Commenting when the news first broke on Thursday night (March 4) of the government’s recommendation to the Pay Review Body of a one per cent pay rise for NHS staff, Unite assistant general secretary Gail Cartmail called the move ‘callous’ and one that ‘takes no account of the public mood’.

 “During the pandemic, NHS staff were on the frontline 24/7 saving patients’ lives and caring for the dying. More than 620 NHS and social care staff lost their lives to Covid-19,” she said.

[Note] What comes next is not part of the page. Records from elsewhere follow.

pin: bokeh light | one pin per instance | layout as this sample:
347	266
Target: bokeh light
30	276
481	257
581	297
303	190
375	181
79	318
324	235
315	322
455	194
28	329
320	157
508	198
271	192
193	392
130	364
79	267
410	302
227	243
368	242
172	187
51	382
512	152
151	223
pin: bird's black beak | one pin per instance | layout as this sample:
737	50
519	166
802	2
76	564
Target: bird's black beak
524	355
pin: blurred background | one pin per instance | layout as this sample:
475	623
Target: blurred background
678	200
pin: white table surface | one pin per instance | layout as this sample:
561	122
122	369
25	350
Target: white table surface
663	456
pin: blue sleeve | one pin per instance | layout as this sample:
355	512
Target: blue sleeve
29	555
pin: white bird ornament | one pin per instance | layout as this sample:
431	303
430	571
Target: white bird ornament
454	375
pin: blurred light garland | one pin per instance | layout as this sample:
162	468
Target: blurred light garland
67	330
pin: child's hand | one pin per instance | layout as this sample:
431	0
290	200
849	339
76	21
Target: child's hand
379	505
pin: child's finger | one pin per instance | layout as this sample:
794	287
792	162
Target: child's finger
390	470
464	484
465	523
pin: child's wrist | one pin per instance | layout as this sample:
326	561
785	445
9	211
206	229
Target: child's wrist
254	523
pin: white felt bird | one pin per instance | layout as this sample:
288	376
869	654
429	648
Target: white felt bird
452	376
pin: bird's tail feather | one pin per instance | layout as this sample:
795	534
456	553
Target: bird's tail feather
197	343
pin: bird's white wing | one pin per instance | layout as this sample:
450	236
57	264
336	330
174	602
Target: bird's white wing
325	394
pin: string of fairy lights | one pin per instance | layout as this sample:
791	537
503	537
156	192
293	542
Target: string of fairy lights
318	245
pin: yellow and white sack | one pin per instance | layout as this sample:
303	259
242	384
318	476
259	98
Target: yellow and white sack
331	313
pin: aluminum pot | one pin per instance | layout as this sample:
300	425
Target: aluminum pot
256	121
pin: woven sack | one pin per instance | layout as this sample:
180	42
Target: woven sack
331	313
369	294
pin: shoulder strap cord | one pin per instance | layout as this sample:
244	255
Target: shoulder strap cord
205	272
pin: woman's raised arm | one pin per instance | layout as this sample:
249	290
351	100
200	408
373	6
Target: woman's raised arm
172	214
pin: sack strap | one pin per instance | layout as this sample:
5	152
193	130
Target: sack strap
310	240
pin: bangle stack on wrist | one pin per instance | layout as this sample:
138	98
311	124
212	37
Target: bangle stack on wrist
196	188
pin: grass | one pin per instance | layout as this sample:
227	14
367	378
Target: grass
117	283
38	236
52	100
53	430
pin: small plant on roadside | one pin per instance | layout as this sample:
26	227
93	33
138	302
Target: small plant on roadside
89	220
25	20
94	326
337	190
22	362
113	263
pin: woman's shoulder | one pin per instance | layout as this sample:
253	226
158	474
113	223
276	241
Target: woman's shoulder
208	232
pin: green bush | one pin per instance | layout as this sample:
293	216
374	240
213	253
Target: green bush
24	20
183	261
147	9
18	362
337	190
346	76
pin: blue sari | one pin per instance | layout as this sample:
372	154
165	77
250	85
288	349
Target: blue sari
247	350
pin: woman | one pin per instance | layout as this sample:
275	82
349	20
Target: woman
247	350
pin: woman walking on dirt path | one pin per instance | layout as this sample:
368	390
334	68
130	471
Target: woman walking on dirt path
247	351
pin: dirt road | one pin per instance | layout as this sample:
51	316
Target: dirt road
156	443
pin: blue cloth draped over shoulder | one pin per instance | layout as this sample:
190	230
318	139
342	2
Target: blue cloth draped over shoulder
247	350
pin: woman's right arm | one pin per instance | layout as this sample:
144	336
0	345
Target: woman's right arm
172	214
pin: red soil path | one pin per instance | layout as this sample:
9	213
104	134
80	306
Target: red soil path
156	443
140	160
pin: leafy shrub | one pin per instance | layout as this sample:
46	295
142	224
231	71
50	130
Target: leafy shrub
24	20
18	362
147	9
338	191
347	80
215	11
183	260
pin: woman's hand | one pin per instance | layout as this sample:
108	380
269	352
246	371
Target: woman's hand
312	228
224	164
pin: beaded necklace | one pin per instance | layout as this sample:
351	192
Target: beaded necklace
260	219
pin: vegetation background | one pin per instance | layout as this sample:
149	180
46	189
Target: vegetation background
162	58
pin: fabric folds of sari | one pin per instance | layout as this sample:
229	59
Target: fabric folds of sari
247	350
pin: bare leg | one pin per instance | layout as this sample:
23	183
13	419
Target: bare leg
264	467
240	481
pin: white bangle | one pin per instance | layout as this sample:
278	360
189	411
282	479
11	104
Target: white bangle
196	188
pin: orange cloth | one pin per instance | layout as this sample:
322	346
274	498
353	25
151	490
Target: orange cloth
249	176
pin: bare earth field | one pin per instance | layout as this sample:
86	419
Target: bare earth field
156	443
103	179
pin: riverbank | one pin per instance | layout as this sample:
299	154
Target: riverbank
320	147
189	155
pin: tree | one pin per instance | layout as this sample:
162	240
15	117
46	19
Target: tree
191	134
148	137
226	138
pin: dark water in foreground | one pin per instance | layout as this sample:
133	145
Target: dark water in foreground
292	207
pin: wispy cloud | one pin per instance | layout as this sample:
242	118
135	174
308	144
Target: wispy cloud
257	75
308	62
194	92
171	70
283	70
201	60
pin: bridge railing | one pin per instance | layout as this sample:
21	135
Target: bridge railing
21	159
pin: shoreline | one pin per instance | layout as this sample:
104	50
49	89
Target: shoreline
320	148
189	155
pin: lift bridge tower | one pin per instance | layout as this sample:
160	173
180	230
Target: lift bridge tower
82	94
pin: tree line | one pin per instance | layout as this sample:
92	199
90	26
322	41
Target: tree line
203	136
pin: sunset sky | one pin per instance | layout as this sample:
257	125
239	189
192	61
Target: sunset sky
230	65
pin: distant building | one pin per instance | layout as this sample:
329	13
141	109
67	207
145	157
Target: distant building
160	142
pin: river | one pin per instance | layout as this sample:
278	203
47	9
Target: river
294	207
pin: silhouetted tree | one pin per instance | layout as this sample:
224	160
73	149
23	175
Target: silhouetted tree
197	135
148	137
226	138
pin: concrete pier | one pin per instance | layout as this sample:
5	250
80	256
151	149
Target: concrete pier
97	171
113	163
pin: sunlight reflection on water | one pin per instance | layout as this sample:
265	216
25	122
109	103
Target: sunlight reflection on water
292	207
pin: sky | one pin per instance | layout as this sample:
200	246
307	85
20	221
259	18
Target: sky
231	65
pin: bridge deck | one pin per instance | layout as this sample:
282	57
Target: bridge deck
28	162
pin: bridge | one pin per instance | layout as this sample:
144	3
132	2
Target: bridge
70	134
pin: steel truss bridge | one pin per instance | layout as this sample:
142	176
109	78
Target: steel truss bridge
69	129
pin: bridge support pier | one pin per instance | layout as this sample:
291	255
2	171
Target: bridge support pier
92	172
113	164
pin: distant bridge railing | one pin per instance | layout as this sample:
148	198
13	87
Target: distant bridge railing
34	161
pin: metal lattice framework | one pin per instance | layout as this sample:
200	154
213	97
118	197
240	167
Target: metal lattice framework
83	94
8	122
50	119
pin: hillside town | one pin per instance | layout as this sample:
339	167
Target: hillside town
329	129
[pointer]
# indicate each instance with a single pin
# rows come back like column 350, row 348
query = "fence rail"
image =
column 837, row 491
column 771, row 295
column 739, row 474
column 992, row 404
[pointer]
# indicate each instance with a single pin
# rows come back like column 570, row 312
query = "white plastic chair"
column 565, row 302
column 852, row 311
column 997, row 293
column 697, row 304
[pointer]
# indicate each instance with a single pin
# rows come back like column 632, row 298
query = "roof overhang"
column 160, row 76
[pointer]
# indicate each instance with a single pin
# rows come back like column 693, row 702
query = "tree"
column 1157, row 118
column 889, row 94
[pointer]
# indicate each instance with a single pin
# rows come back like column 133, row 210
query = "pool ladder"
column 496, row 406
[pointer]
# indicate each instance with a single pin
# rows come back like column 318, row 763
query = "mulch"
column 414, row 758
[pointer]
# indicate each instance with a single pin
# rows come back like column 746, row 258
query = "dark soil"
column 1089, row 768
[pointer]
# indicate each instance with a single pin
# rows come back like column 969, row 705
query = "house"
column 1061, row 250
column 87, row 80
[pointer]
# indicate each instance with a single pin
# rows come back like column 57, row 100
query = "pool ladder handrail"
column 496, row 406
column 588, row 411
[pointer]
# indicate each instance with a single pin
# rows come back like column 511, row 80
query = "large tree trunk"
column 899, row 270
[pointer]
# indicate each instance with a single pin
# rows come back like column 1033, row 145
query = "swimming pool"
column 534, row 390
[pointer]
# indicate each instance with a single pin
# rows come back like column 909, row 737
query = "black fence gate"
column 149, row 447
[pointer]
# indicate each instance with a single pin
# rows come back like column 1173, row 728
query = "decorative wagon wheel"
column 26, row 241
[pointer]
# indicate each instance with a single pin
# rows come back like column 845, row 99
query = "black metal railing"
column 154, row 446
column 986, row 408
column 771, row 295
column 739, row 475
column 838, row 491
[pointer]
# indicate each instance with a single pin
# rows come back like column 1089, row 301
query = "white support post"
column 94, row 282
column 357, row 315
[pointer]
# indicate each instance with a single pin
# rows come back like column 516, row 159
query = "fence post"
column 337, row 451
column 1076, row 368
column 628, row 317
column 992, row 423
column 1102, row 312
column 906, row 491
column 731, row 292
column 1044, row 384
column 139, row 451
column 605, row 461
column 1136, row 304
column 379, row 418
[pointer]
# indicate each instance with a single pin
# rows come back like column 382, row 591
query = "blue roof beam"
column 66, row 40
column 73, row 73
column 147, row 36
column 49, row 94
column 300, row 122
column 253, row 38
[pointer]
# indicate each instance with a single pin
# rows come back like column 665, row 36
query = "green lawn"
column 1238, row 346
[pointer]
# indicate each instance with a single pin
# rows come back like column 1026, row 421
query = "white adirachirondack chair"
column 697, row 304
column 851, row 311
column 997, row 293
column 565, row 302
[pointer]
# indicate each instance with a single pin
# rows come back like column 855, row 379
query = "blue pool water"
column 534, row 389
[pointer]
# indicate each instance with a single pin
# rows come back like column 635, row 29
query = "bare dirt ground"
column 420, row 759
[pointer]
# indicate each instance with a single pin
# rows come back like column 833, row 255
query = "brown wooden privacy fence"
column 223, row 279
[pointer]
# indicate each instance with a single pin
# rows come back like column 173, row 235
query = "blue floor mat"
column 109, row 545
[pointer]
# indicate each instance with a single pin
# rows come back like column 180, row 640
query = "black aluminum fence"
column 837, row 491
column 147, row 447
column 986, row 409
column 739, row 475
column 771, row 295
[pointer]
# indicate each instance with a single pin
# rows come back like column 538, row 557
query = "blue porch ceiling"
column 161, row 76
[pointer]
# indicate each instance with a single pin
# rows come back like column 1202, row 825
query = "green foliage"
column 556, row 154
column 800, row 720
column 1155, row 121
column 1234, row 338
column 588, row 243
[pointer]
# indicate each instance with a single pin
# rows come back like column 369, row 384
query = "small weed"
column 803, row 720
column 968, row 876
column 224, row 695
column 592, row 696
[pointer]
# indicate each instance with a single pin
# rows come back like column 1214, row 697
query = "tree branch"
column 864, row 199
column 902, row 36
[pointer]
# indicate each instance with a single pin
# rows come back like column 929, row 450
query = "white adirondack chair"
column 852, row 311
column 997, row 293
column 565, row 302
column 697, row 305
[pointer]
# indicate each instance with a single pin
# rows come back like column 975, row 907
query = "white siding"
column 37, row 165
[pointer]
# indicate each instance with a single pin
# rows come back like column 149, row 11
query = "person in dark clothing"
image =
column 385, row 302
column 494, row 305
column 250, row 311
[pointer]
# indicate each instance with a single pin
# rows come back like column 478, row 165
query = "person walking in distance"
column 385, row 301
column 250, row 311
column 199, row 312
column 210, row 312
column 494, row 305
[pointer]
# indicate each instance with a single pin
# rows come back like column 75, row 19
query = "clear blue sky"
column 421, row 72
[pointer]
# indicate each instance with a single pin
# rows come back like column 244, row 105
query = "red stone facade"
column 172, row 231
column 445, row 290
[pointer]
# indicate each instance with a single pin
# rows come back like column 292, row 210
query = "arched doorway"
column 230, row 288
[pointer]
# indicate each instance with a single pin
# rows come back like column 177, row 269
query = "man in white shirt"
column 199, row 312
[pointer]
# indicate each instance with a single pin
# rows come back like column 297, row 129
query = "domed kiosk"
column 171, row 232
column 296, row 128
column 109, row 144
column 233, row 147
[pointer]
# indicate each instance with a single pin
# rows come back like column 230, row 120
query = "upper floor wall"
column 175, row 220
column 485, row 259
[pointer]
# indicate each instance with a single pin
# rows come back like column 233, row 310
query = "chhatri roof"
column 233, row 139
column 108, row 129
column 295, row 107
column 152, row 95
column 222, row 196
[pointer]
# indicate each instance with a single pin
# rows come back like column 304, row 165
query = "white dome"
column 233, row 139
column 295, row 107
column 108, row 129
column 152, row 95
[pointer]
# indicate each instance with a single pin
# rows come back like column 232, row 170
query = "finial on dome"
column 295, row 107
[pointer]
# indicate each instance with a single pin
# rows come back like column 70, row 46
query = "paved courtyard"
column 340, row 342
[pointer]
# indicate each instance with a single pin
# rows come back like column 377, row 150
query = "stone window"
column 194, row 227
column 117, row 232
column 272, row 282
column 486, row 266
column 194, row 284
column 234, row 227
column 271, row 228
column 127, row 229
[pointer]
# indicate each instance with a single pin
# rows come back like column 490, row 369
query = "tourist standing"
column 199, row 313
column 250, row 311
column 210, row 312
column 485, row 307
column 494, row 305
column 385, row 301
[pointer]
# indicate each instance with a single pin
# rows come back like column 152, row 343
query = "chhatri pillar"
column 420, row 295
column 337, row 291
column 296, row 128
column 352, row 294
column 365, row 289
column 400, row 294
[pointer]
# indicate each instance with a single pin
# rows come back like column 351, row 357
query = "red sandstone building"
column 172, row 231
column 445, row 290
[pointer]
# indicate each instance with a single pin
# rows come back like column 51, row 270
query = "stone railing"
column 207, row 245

“Boris Johnson and health and social care secretary Matt Hancock were keen that we all clapped every week, but when it comes to them reflecting a nation’s deep appreciation in the form of a decent pay rise, they have been shown to be sadly lacking.

“The prime minister owes his life to dedicated NHS staff and now he has delivered an enormous slap in the face to health workers,” she added.

“The public will be incensed by this announcement as they have shown wonderful support to the NHS during this national crisis.

“The government has badly misjudged public opinion on this issue, especially given the vast sums splashed out in controversial contracts for PPE to those with close links to the Tory establishment,” Cartmail continued.

Also highlighting that Unite will continue to push for a 15 per cent or £3000 pay rise, whichever is greater, she reiterated the fact that even this pay rise won’t make up for the decade of real-terms pay cuts NHS workers have faced.

“Tonight is one of shame for this morally bankrupt government,” she said.